All functions in tsbox worked as expected, and some arguably have a more natural output than timetk (see full review document).

The package developer might want to consider an additional function handling the zooreg class for completeness.

  1. Whilst users are probably familiar with usage, the developer might want to consider adding examples to show functionality of ts_prcomp and ts_forecast under the ts_examples documentation file.

  2. I noticed that there is a spelling mistake of explicit in the error messages for the guess_time and guess_value functions.

christophsax commented 1 year ago

@nunesmatt, thank you very much for your helpful review!
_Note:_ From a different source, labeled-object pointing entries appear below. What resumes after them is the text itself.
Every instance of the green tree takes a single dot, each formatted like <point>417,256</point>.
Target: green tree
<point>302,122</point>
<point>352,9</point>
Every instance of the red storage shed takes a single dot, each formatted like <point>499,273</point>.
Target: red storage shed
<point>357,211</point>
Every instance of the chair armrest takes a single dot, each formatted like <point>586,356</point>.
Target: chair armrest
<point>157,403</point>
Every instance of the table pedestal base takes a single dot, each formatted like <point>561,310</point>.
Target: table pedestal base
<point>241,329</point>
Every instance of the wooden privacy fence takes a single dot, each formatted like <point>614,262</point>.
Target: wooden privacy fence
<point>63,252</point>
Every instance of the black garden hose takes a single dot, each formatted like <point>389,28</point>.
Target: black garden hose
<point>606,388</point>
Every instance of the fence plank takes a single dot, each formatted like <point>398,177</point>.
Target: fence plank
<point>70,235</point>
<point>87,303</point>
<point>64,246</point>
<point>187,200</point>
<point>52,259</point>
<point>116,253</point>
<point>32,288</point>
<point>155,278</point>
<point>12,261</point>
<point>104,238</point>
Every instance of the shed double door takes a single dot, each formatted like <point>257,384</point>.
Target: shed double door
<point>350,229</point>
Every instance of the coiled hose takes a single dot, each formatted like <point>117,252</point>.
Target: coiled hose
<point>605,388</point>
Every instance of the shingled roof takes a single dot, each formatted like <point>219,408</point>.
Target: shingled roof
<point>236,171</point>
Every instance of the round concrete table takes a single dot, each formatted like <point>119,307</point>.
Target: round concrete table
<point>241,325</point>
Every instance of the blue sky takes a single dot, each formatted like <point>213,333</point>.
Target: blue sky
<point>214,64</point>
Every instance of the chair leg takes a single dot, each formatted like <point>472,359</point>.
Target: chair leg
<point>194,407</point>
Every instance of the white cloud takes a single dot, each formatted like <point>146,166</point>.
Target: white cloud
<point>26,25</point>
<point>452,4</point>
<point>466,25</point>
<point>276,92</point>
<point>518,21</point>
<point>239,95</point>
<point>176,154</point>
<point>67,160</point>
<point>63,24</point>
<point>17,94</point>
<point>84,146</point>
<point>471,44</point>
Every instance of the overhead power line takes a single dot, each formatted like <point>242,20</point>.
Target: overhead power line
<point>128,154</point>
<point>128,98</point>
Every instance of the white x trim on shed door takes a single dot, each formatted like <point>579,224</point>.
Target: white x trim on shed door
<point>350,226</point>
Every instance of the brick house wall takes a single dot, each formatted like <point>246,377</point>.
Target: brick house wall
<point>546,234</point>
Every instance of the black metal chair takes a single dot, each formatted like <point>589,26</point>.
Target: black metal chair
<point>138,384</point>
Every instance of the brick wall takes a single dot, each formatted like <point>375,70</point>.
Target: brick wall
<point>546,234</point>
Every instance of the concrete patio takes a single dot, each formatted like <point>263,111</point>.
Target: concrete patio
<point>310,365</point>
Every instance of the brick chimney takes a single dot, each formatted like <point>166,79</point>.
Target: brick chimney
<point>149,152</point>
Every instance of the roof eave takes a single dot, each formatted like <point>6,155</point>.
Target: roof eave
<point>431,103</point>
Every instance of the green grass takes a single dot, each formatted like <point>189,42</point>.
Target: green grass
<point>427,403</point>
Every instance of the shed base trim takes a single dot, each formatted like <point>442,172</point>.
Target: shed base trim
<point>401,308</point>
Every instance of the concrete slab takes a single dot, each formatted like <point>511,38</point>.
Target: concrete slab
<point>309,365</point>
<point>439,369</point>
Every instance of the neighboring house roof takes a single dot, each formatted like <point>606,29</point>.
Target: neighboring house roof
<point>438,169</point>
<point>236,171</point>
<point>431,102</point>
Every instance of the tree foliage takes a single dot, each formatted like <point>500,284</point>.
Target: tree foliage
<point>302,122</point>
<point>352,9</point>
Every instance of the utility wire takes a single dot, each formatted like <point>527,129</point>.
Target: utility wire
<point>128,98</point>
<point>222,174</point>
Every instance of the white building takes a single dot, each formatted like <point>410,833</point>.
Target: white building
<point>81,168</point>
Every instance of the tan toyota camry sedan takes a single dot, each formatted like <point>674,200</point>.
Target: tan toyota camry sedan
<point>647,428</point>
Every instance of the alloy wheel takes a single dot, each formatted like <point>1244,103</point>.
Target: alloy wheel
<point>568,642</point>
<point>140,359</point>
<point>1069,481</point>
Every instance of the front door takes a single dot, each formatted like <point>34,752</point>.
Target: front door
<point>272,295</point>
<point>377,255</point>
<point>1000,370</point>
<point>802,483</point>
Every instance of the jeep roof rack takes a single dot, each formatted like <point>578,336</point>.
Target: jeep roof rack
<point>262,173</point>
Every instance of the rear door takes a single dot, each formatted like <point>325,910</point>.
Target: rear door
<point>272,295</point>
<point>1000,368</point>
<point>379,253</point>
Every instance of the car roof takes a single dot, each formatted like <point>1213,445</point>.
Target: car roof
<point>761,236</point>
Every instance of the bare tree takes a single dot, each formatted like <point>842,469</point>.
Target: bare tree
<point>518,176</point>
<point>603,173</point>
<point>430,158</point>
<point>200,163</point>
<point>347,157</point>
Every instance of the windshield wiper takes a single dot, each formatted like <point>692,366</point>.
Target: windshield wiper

I will look into the points more carefully and try to address them.

ropensci-review-bot commented 1 year ago

:calendar: @nunesmatt you have 2 days left before the due date for your review (2022-10-03).
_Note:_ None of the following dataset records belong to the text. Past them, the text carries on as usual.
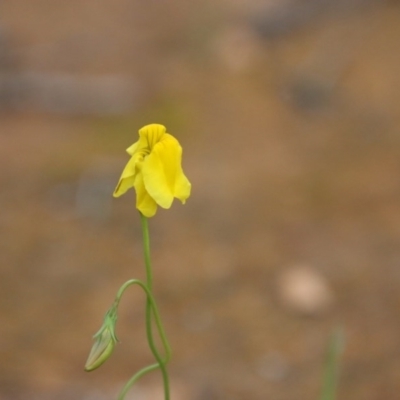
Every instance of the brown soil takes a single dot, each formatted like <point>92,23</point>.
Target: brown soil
<point>294,159</point>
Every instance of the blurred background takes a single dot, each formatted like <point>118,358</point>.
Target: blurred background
<point>289,115</point>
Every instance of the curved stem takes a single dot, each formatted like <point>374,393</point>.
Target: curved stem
<point>135,378</point>
<point>149,330</point>
<point>156,313</point>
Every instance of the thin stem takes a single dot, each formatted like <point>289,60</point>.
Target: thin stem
<point>135,378</point>
<point>334,351</point>
<point>149,330</point>
<point>154,307</point>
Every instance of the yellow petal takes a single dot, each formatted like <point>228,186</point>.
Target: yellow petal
<point>144,202</point>
<point>161,169</point>
<point>152,134</point>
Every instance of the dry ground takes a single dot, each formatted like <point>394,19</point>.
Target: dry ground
<point>294,158</point>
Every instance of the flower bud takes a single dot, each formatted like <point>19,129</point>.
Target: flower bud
<point>105,340</point>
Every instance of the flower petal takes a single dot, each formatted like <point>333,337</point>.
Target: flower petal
<point>162,171</point>
<point>152,134</point>
<point>144,202</point>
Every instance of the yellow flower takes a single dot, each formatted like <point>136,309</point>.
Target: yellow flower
<point>154,170</point>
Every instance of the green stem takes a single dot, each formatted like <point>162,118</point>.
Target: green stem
<point>135,378</point>
<point>149,330</point>
<point>154,307</point>
<point>331,373</point>
<point>160,328</point>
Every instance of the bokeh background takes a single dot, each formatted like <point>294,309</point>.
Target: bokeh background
<point>289,115</point>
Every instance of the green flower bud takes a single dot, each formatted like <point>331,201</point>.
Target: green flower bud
<point>105,340</point>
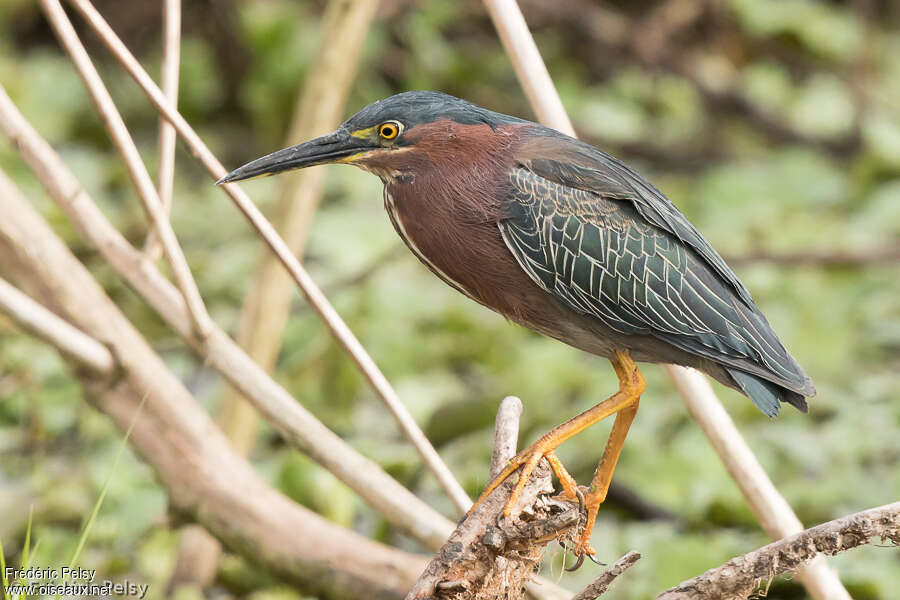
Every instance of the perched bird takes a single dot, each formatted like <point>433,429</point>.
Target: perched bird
<point>564,239</point>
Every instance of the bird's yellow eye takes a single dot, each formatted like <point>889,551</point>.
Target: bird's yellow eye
<point>389,130</point>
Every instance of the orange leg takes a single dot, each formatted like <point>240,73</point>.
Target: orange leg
<point>603,475</point>
<point>623,404</point>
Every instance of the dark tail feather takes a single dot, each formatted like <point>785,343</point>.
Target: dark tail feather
<point>767,396</point>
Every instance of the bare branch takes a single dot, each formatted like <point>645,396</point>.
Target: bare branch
<point>36,319</point>
<point>118,132</point>
<point>770,507</point>
<point>740,577</point>
<point>506,434</point>
<point>203,477</point>
<point>599,586</point>
<point>826,258</point>
<point>266,307</point>
<point>528,64</point>
<point>313,294</point>
<point>165,177</point>
<point>490,556</point>
<point>298,427</point>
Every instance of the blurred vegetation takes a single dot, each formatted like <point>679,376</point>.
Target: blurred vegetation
<point>773,124</point>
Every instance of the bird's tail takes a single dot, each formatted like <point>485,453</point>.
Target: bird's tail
<point>766,395</point>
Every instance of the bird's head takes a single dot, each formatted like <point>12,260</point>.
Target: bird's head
<point>387,137</point>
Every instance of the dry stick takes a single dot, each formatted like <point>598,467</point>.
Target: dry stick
<point>203,477</point>
<point>769,506</point>
<point>741,576</point>
<point>118,132</point>
<point>597,587</point>
<point>318,110</point>
<point>67,338</point>
<point>771,509</point>
<point>506,434</point>
<point>310,290</point>
<point>491,556</point>
<point>298,427</point>
<point>267,304</point>
<point>165,176</point>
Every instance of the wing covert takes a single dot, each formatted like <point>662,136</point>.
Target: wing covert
<point>599,257</point>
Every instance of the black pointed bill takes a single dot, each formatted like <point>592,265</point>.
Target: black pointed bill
<point>338,146</point>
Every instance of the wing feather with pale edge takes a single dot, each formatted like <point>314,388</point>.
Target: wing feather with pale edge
<point>608,244</point>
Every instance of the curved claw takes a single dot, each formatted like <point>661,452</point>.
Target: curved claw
<point>595,561</point>
<point>580,495</point>
<point>577,564</point>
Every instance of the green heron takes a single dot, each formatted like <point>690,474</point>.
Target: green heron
<point>564,239</point>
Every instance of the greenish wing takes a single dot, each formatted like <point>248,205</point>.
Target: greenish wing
<point>596,254</point>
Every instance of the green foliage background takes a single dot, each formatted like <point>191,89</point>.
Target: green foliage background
<point>824,178</point>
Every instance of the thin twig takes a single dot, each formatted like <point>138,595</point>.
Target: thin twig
<point>118,132</point>
<point>528,64</point>
<point>740,577</point>
<point>598,587</point>
<point>770,507</point>
<point>492,556</point>
<point>314,295</point>
<point>883,255</point>
<point>506,434</point>
<point>36,319</point>
<point>266,307</point>
<point>298,427</point>
<point>165,176</point>
<point>203,477</point>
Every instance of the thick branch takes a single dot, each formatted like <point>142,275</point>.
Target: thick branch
<point>298,273</point>
<point>490,556</point>
<point>123,142</point>
<point>599,586</point>
<point>740,577</point>
<point>300,428</point>
<point>36,319</point>
<point>884,255</point>
<point>203,476</point>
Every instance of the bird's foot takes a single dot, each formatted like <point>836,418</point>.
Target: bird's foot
<point>528,460</point>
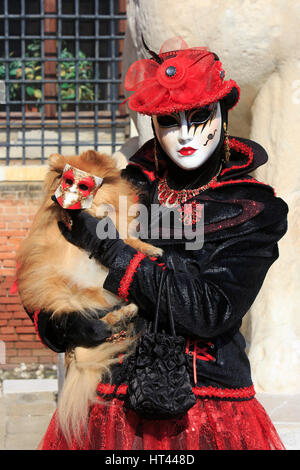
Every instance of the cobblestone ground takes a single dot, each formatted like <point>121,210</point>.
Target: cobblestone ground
<point>24,418</point>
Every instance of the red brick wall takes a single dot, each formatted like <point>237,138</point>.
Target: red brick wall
<point>18,204</point>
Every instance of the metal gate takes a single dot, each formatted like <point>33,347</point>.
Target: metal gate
<point>60,86</point>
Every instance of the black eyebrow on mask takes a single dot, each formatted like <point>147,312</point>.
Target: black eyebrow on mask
<point>213,135</point>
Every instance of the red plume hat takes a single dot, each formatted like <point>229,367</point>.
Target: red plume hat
<point>179,79</point>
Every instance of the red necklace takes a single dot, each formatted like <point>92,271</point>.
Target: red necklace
<point>175,198</point>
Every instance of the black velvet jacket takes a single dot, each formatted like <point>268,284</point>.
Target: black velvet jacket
<point>212,288</point>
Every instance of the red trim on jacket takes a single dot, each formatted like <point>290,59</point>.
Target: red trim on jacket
<point>129,273</point>
<point>210,391</point>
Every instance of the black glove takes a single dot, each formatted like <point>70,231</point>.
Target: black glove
<point>84,235</point>
<point>70,330</point>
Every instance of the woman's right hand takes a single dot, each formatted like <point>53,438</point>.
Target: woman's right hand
<point>68,330</point>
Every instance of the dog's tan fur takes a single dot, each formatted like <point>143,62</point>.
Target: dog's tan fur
<point>58,277</point>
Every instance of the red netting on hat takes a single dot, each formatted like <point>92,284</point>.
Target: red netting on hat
<point>178,79</point>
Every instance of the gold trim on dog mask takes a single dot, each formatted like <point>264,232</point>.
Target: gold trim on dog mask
<point>77,188</point>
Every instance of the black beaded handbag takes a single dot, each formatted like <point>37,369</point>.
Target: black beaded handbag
<point>159,385</point>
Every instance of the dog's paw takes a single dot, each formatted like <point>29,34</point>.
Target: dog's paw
<point>130,311</point>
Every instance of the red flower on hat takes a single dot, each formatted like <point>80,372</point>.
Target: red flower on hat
<point>179,80</point>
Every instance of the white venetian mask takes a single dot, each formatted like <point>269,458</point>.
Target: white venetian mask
<point>190,137</point>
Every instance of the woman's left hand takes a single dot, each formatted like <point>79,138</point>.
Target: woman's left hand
<point>101,245</point>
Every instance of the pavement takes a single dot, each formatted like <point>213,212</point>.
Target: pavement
<point>26,407</point>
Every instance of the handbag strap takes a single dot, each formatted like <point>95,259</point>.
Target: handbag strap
<point>164,275</point>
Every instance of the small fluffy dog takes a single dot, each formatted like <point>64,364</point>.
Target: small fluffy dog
<point>58,277</point>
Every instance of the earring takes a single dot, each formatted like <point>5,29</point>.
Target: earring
<point>155,156</point>
<point>227,148</point>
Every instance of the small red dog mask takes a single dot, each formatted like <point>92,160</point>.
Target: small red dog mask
<point>77,188</point>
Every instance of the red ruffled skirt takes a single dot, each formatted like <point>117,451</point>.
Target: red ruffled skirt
<point>208,425</point>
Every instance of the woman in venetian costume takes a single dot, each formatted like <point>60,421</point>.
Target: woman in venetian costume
<point>191,160</point>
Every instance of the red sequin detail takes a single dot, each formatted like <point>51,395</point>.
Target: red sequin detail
<point>129,273</point>
<point>208,425</point>
<point>213,392</point>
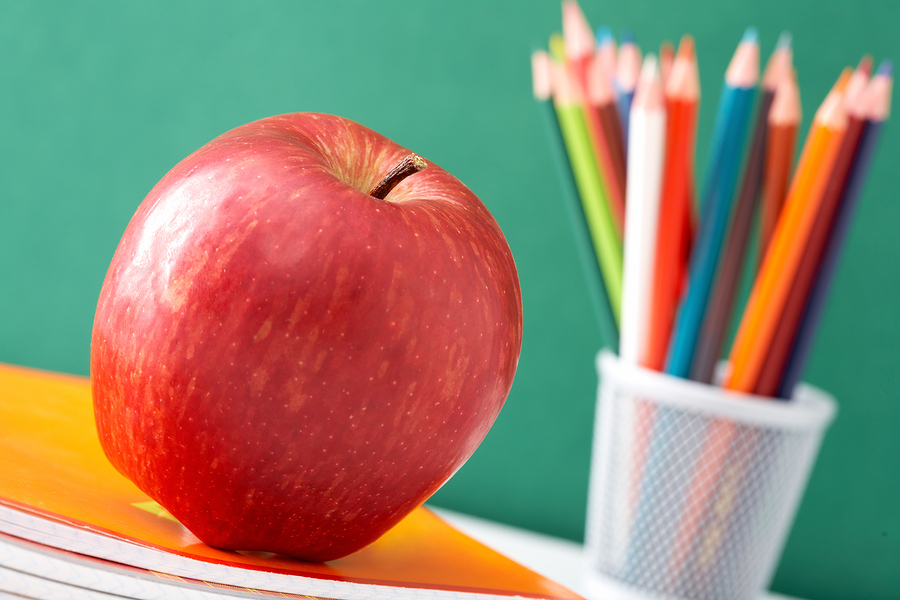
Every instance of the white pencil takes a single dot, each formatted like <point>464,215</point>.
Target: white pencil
<point>646,149</point>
nunesmatt commented 1 year ago

📆 @nunesmatt you have 2 days left before the due date for your review (2022-10-03).

Hi,

My review is above (30/09/22), which the package developer has acknowledged and is taking on board my comments.

rkillick commented 1 year ago

@nunesmatt apologies, the bot prompted you as I didn't acknowledge your review into the system yet!
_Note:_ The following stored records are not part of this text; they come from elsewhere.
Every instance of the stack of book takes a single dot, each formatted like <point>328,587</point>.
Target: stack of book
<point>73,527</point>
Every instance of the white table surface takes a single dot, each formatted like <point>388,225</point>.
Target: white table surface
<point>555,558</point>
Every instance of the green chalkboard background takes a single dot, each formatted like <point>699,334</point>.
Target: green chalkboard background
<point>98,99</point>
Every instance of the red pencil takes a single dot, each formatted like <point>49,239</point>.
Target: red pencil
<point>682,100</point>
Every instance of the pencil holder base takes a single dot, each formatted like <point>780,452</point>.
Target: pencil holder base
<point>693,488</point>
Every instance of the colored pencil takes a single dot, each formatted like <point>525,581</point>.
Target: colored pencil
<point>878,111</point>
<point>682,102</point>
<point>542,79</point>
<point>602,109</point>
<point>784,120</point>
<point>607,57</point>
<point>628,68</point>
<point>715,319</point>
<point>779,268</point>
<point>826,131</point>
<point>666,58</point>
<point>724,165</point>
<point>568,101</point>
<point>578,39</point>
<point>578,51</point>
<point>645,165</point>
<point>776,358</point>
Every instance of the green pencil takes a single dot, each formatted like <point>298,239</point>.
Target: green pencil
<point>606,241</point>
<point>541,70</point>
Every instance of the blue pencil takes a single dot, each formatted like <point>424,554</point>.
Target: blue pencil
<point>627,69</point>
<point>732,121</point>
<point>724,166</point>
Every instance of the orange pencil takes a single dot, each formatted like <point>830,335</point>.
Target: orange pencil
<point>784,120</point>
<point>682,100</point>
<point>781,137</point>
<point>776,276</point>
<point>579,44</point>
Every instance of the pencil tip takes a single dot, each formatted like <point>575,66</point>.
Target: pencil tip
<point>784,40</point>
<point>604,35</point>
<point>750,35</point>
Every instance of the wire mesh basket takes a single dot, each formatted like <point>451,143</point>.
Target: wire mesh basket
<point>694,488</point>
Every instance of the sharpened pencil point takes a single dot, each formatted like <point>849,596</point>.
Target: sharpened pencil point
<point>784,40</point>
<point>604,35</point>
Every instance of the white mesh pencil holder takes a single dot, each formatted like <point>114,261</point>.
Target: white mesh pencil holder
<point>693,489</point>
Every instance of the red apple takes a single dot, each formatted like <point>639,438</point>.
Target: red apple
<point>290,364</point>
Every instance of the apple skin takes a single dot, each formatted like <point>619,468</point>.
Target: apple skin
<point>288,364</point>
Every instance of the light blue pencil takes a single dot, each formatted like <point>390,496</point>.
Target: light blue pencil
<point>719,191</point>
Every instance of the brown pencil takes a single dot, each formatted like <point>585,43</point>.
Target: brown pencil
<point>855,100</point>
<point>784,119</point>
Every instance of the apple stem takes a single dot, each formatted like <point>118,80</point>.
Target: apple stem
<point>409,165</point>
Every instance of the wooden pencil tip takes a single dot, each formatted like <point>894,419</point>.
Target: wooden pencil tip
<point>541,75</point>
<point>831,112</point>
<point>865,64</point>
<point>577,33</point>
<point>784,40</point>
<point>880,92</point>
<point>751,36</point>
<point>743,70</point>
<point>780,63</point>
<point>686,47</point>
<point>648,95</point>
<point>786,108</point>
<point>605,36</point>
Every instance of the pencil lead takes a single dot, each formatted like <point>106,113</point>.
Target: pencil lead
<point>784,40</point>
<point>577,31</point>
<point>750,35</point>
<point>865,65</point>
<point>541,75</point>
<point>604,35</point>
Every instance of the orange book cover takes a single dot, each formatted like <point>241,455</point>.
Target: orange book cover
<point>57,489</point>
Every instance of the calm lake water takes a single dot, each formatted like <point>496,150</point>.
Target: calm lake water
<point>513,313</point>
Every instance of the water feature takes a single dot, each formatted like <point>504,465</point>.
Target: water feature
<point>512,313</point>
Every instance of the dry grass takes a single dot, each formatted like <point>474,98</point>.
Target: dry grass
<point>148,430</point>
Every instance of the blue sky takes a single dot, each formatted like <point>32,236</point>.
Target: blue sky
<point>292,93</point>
rkillick commented 1 year ago

@ropensci-review-bot submit review https://github.com/ropensci/software-review/issues/464#issuecomment-986979096 time 7

ropensci-review-bot commented 1 year ago

Logged review for chamberlinc (hours: 7)

rkillick commented 1 year ago

@chamberlinc Thank you for completing the review of this package.

rkillick commented 1 year ago

@ropensci-review-bot submit review https://github.com/ropensci/software-review/issues/464#issuecomment-1263297128 time

ropensci-review-bot commented 1 year ago

I'm sorry human, I don't understand that. You can see what commands I support by typing:

@ropensci-review-bot help

rkillick commented 1 year ago

@nunesmatt could you let me know how long you spent on the review, the bot doesn't like me leaving it blank.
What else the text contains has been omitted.